Grandma had an excellent reputation for baking in Bilsby and according to my Mum Hilary Carter, she was known for her delicious raspberry buns and toffee, so I hope you enjoy them.
The toffee recipe is taken from a very well used and coverless cookery book that I should think is from the 40’s as there are lots of recipes containing dried egg, so it points to it being from the era of rationing.
Grandma Yeates Toffee
You will need a large Maslin Pan or thick bottomed saucepan, Scales, Long wooden spoon, Bowl of water, a buttered tin to pour your toffee in to. Greaseproof paper, scissors. A pretty box/tin/jar and ribbon to wrap it up nicely.
1lb Demerara Sugar
½ lb Butter
2 pinches of plain flour
2 dessertspoons of treacle
Please make sure pets and small children are not nearby when you are making this as it does get extremely hot.
Have your bowl of water nearby to test for set.
Have your tin greased and lined with greaseproof paper, grease the paper too, it will help you to get the toffee out after it has set.
Weigh everything up and put into your maslin pan.
Bring up to the boil and boil for twenty minutes.
Take a small blob out and put into your bowl of water, you should after a few seconds be able to roll your blob of toffee into a ball and it holds its shape in the water. If not boil a bit longer, but not too long. Check again for a set.
When ready carefully pour it into your buttered and lined tin.
Score it and leave it to cool. Go over your score lines a few times as it cools and sets.
When cold and set break it up into pieces and put in a pretty box/tin or jar and tie up with ribbon.
Try a bit for quality control purposes and feel a happy glow at what a wonderful person you are to create such a lovely gift. Give to Mum, Granny, Aunt or whoever the lucky recipient is.
“Hetties Raspberry Buns”
You will need a mixing bowl, sieve, butter knife, scales, measuring jug, teaspoon, couple of baking sheets lined with baking paper. Couple of cooling racks
Pre heat oven at 190c (fan)
8oz Self Raising Flour
3oz Stork Margarine (in a tub)
3oz Granulated Sugar
Jar good quality Raspberry Jam
Little Splash of Milk
Sift flour and salt into your bowl.
Stir in the sugar.
Rub in your Stork
Add egg and enough milk and water to make a very stiff paste.
Shape into balls about the size of an egg, then flatten them a bit with the palm of your hand.
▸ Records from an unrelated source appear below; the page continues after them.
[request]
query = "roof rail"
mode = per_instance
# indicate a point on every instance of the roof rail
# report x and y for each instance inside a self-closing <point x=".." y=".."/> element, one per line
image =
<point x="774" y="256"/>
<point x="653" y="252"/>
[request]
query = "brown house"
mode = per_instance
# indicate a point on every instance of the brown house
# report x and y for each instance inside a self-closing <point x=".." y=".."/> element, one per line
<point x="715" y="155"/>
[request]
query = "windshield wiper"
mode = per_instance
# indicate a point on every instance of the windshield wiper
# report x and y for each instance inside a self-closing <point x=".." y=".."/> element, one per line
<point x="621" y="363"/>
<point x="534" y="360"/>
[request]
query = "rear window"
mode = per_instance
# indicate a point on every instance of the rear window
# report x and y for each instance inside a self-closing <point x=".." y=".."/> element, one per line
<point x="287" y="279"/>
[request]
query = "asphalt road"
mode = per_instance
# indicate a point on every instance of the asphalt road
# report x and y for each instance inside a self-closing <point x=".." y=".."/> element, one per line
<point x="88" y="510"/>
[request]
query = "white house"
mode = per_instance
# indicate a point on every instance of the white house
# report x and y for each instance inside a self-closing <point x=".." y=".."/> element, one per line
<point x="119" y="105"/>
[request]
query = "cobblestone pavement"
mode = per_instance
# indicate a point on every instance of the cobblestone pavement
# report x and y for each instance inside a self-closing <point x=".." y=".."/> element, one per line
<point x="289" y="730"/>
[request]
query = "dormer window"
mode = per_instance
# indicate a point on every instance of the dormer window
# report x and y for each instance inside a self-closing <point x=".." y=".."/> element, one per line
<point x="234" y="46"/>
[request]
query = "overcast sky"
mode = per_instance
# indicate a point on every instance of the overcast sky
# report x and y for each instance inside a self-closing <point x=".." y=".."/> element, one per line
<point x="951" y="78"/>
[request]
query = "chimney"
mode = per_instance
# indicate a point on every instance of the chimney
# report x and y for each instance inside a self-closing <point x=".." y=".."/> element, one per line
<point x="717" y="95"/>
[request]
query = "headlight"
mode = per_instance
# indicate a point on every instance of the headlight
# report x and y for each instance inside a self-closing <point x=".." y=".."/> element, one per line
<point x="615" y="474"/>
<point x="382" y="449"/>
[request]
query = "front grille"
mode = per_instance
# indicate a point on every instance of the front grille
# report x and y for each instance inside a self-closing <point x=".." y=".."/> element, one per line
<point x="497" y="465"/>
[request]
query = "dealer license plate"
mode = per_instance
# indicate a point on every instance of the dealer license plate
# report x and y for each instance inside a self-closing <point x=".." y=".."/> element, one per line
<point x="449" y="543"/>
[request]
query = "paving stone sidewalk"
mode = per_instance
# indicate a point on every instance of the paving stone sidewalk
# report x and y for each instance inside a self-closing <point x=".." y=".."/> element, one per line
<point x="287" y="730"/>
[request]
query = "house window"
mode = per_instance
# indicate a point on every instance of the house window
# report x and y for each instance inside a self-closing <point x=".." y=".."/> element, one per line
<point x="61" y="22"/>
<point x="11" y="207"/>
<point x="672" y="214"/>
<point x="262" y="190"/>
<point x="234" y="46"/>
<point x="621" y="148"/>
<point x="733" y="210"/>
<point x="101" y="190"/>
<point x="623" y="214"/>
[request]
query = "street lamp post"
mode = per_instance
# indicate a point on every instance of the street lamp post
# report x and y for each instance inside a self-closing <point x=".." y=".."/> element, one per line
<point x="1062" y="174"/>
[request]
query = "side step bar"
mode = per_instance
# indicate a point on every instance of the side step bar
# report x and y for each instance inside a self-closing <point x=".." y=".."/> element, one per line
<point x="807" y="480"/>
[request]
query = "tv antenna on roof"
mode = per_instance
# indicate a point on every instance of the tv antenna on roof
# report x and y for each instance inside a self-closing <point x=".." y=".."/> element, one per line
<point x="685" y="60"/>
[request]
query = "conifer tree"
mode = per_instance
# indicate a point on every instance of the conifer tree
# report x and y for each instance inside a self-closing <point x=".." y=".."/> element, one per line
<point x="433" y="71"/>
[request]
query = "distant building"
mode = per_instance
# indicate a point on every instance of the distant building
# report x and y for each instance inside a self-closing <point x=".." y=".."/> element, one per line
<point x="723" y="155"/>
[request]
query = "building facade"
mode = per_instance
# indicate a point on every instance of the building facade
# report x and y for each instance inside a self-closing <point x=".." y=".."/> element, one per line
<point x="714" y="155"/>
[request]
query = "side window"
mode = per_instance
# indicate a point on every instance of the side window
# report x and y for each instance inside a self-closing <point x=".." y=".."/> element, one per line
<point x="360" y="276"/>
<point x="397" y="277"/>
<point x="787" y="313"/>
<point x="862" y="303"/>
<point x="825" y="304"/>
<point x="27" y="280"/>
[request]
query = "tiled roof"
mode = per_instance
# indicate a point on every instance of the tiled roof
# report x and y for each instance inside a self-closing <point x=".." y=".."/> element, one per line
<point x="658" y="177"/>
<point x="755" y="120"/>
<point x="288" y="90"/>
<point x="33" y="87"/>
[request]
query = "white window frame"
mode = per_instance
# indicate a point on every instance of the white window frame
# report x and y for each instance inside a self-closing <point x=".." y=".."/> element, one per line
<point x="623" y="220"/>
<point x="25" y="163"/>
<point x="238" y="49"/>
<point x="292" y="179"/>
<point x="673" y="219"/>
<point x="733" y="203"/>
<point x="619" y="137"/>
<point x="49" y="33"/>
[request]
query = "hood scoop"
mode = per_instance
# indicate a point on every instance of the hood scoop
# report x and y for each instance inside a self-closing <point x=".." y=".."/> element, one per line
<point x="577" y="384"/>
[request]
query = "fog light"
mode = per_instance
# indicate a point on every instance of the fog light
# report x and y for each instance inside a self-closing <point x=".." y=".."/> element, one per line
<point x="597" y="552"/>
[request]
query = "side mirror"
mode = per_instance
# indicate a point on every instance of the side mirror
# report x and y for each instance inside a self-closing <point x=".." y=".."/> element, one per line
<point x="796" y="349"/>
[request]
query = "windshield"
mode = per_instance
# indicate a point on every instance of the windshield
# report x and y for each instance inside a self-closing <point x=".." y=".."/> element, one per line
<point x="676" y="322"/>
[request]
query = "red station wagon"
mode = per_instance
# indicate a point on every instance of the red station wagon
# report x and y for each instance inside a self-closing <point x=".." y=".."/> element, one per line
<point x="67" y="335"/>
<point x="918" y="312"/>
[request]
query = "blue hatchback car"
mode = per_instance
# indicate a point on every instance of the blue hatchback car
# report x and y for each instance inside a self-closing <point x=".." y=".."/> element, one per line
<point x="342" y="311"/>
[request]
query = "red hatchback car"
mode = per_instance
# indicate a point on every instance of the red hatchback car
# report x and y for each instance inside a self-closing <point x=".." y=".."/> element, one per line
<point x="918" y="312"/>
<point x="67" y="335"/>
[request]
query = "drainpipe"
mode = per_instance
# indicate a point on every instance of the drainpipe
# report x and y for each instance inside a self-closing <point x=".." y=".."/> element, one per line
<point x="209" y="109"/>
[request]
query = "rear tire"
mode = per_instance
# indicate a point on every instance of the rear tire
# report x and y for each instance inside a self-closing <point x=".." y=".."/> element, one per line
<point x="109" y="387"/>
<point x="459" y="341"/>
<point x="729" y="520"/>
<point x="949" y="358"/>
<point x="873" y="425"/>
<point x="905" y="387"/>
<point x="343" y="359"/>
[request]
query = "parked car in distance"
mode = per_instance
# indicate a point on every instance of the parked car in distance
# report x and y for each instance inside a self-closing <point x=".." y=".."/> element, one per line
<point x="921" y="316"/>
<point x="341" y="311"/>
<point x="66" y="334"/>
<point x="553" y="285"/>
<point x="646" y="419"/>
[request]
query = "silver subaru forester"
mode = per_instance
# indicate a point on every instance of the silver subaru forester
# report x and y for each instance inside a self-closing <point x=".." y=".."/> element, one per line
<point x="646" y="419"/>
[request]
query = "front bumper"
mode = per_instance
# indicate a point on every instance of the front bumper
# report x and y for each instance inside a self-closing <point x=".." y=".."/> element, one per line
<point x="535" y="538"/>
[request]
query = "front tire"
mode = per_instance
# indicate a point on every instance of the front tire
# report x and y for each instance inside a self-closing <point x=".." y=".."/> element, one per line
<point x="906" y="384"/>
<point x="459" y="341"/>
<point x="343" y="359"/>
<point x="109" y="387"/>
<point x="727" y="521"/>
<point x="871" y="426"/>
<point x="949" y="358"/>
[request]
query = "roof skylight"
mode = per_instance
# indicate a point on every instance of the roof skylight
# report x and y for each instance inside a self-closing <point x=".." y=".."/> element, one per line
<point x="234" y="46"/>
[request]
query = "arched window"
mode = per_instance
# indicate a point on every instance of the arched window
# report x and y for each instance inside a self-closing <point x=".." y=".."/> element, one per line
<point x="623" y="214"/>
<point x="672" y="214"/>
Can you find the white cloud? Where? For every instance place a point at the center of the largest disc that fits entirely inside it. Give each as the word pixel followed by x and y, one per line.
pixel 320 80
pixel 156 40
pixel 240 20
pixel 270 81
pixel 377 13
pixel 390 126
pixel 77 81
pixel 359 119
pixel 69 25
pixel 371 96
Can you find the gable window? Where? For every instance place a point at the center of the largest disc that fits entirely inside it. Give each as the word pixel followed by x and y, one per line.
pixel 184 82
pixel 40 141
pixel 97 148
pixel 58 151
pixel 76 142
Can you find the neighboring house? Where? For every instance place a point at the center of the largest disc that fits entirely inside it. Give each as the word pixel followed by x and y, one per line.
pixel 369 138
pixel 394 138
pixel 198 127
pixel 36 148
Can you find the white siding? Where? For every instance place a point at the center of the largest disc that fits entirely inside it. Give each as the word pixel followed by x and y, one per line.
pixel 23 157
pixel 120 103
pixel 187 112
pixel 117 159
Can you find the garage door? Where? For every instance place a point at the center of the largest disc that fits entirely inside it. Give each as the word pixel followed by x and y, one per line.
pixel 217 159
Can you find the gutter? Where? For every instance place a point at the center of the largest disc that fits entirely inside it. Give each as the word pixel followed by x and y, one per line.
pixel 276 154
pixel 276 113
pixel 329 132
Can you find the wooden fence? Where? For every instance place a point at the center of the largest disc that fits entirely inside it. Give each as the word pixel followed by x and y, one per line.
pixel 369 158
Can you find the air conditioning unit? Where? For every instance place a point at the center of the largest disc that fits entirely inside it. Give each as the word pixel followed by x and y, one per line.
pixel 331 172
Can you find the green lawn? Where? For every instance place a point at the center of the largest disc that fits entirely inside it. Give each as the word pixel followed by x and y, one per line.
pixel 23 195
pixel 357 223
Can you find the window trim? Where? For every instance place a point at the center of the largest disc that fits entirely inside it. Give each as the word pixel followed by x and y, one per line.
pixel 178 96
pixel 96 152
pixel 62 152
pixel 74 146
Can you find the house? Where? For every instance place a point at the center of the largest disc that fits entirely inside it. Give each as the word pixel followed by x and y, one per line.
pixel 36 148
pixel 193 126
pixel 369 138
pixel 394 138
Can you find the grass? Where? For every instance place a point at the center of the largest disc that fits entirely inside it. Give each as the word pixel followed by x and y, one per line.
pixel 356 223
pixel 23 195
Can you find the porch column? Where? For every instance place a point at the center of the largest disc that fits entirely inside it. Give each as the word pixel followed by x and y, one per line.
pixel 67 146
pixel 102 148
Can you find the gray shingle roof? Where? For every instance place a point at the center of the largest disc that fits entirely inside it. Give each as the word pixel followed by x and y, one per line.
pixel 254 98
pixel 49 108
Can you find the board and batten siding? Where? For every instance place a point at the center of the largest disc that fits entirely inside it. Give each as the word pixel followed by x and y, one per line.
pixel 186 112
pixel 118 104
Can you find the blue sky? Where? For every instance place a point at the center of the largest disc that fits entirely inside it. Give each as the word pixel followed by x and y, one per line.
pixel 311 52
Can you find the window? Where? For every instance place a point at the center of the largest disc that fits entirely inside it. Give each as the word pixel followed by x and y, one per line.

Put them on your baking tray, leaving a big gap in between as they spread out quite a bit.
Then wet your thumb with cold water as this stops your thumb sticking to the mix and depending whether you are a grown up or child, you need to make one or two thumb prints on the top in the middle of your mixture, so you have a little dip to put your jam in.
Fill the holes with jam using two teaspoons is easiest, one to put the jam in and the other spoon to scrape it off.
Bake in your hot preheated oven for about 15 or 20 minutes.
Cool on a cooling rack
Wait before trying one or handing them out as you don’t want boiling hot jam down your chin on Mothering Sunday!
I really hope you enjoy making and tasting these special family recipes.
Thank you for all of your positive comments regarding my monthly food column, I’m delighted you are making the dishes and enjoying them.
Sadie Hirst is a member of the British Society of Baking and she loves collecting old recipes, especially local ones and is particularly interested in recreating historic British bakes.